At the PLE conference in Southampton last week (I know my recap is still missing) I participated in the workshop “Tweetstorming PLNs: Using Twitter to brainstorm about Personal Learning Networks”. The workshop was organized by Eleni Boursinou and Nino Pataraia and they used a the really interesting tweetstorming method to let us brainstorm about questions they provided.
The first thing they asked us was to come up with as many people influencing our daily work as possible. Additional to the names of the respective persons we had to specify our relationship (e.g. internal colleague, project partner, family …), the strength of the tie between us and the tools/technologies we use to connect to them. Also, we had to specify what we feel we learn from the person. This task was very challenging and given more time than twenty minutes, I’d come up with many more than my 15 people. A thing that would really help with such tasks would be regular triggers that ‘force’ you to reflect about your relation to someone you interact with (mail, twitter, facebook). If some tool would regularly ask the above learning-related questions that would certainly help in raising self-awareness and awareness about your connections. The organizers will now analyze the persons the workshop participants entered and come up with a visualization of that.

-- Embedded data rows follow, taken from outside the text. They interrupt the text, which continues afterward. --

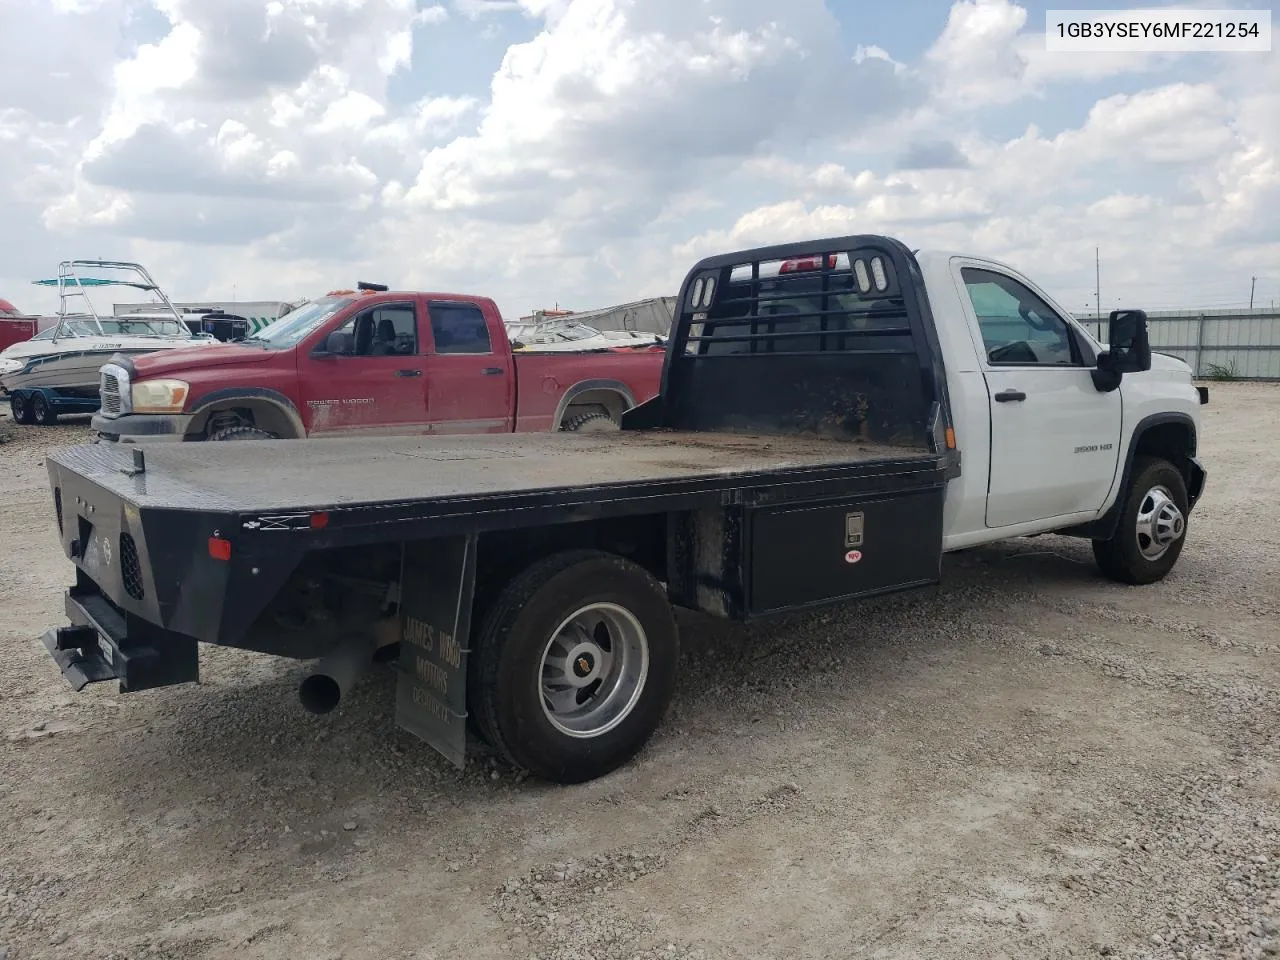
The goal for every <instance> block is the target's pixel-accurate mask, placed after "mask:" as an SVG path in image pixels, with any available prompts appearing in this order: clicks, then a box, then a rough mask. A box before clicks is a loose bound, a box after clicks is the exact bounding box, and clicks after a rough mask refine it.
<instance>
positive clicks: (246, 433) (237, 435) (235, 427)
mask: <svg viewBox="0 0 1280 960" xmlns="http://www.w3.org/2000/svg"><path fill="white" fill-rule="evenodd" d="M209 439H210V440H274V439H276V436H275V434H269V433H268V431H266V430H259V429H257V428H256V426H247V425H241V426H224V428H223V429H221V430H214V433H211V434H209Z"/></svg>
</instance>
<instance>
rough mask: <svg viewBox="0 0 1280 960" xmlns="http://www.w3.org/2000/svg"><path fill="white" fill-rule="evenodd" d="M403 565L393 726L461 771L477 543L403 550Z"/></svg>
mask: <svg viewBox="0 0 1280 960" xmlns="http://www.w3.org/2000/svg"><path fill="white" fill-rule="evenodd" d="M402 562H403V570H402V573H401V588H399V589H401V646H399V677H398V680H397V686H396V723H397V724H398V726H401V727H403V728H404V730H407V731H408V732H410V733H413V735H415V736H417V737H421V739H422V740H425V741H426V742H428V744H429V745H430V746H431V748H434V749H435V750H438V751H439V753H440V754H443V755H444V756H445V758H447V759H448V760H451V762H452V763H453V764H456V765H457V767H460V768H461V767H463V765H465V764H466V737H467V654H468V653H470V636H471V600H472V596H474V595H475V579H476V538H475V535H470V536H451V538H444V539H440V540H429V541H417V543H410V544H406V547H404V554H403V561H402Z"/></svg>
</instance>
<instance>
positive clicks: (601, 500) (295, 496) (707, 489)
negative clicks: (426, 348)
mask: <svg viewBox="0 0 1280 960" xmlns="http://www.w3.org/2000/svg"><path fill="white" fill-rule="evenodd" d="M138 456H140V460H138V461H136V460H134V456H133V451H132V448H128V447H123V448H122V447H115V445H110V444H90V445H83V447H72V448H68V449H64V451H58V452H55V453H52V454H50V457H49V462H50V463H51V465H52V468H54V472H55V476H61V475H64V472H65V471H73V472H76V474H78V475H79V476H81V477H83V479H86V480H90V481H92V483H93V484H96V485H97V486H100V488H102V489H104V490H109V492H110V493H111V494H114V495H116V497H119V498H120V499H122V500H124V502H128V503H131V504H133V506H136V507H150V508H156V509H187V511H189V509H198V511H204V512H220V511H225V512H228V513H234V515H237V516H239V515H250V513H257V512H262V511H279V509H325V508H329V507H342V508H358V507H364V508H371V509H376V508H380V507H387V506H392V504H396V506H401V507H415V508H417V509H419V511H420V513H421V515H422V516H428V515H431V513H435V512H439V511H443V509H445V508H448V509H475V511H477V512H479V511H483V509H485V508H486V507H489V506H497V504H503V506H526V504H547V506H558V504H564V503H567V502H570V500H579V502H594V503H599V504H600V508H602V509H608V508H609V506H611V504H613V503H617V502H621V500H626V499H630V498H650V497H655V495H662V494H671V495H676V494H681V493H692V492H696V490H708V492H712V493H714V494H717V495H718V494H719V493H721V492H722V490H731V489H746V488H750V486H769V485H774V484H778V485H786V484H794V483H796V481H800V480H805V479H815V477H819V476H835V475H849V476H854V475H860V474H865V472H868V471H870V472H879V471H883V470H890V468H897V467H899V466H901V467H902V468H908V470H919V468H922V467H927V466H928V465H927V463H924V461H936V460H937V454H932V453H931V452H929V451H927V449H920V448H911V447H906V445H902V447H895V445H892V444H884V443H865V442H858V440H847V439H835V438H832V439H822V438H817V436H803V435H796V434H792V435H762V434H726V433H714V434H712V433H690V431H678V430H643V431H628V433H621V434H617V435H614V434H573V433H545V434H499V435H465V436H457V435H456V436H447V438H445V436H440V438H431V436H401V438H342V439H333V440H323V442H316V443H307V444H292V443H288V442H285V440H259V442H257V443H255V444H228V445H227V447H212V445H195V444H191V445H177V444H168V445H155V447H148V448H146V449H145V451H142V452H141V453H140V454H138ZM264 462H271V468H270V484H269V485H268V484H264ZM137 463H142V465H143V468H142V470H138V468H137ZM933 466H934V468H936V467H937V465H936V463H934V465H933Z"/></svg>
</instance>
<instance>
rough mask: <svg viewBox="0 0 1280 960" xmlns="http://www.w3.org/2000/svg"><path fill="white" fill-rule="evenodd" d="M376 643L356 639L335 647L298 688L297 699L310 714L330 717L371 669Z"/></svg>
mask: <svg viewBox="0 0 1280 960" xmlns="http://www.w3.org/2000/svg"><path fill="white" fill-rule="evenodd" d="M372 660H374V640H372V639H371V637H369V636H355V637H351V639H349V640H344V641H342V643H340V644H338V646H335V648H334V649H333V650H332V652H330V653H329V655H328V657H325V658H324V659H321V660H320V662H319V663H316V666H315V667H314V668H312V671H311V673H308V675H307V676H306V677H305V678H303V680H302V682H301V684H300V685H298V699H300V700H301V701H302V707H303V708H305V709H307V710H310V712H311V713H329V710H332V709H333V708H334V707H337V705H338V701H339V700H342V698H343V696H346V695H347V691H349V690H351V687H352V686H353V685H355V682H356V681H357V680H360V677H361V676H362V675H364V673H365V671H366V669H369V666H370V664H371V663H372Z"/></svg>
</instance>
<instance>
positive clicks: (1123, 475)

After that they asked us three questions we answered on Twitter using the #plntweet hashtag (see the archive in our Twapperkeeper).
- What motivates you to engage through your network?
- Why do you feel you learn from your peers?
- What do you learn from your network?
Not only that the discussion attracted many people from outside the workshop (some people came into the workshop room because of the engaging twitter stream), the tweetstorming method also created a vast number of responses and ideas. I’m interested in the analysis of the tweets and what Eleni and Nino can extract from the data.
The experiment also let me reflect about the power of my professional / learning network (moreover supported by Steve Wheeler’s article on his awesome PLN). The people I follow on Twitter and Facebook and Mendeley and all the other social networks are so creative and a continuous source of information supporting me, my awareness, triggering my reflection about issues that are related to my work and beyond. They bring objects (people, events, artefacts, communities) to my consciousness that would remain hidden otherwise. They comment on ideas that I share and come up with different perspectives and various answers to questions I ask. Steve Wheeler said: “I’m relying on you PLN. Without you I am just a single mind” and I added to this by saying
After all, I’d like to thank you all for being essential part of my daily learning, for sharing resources and giving feedback. YOU ARE AWESOME.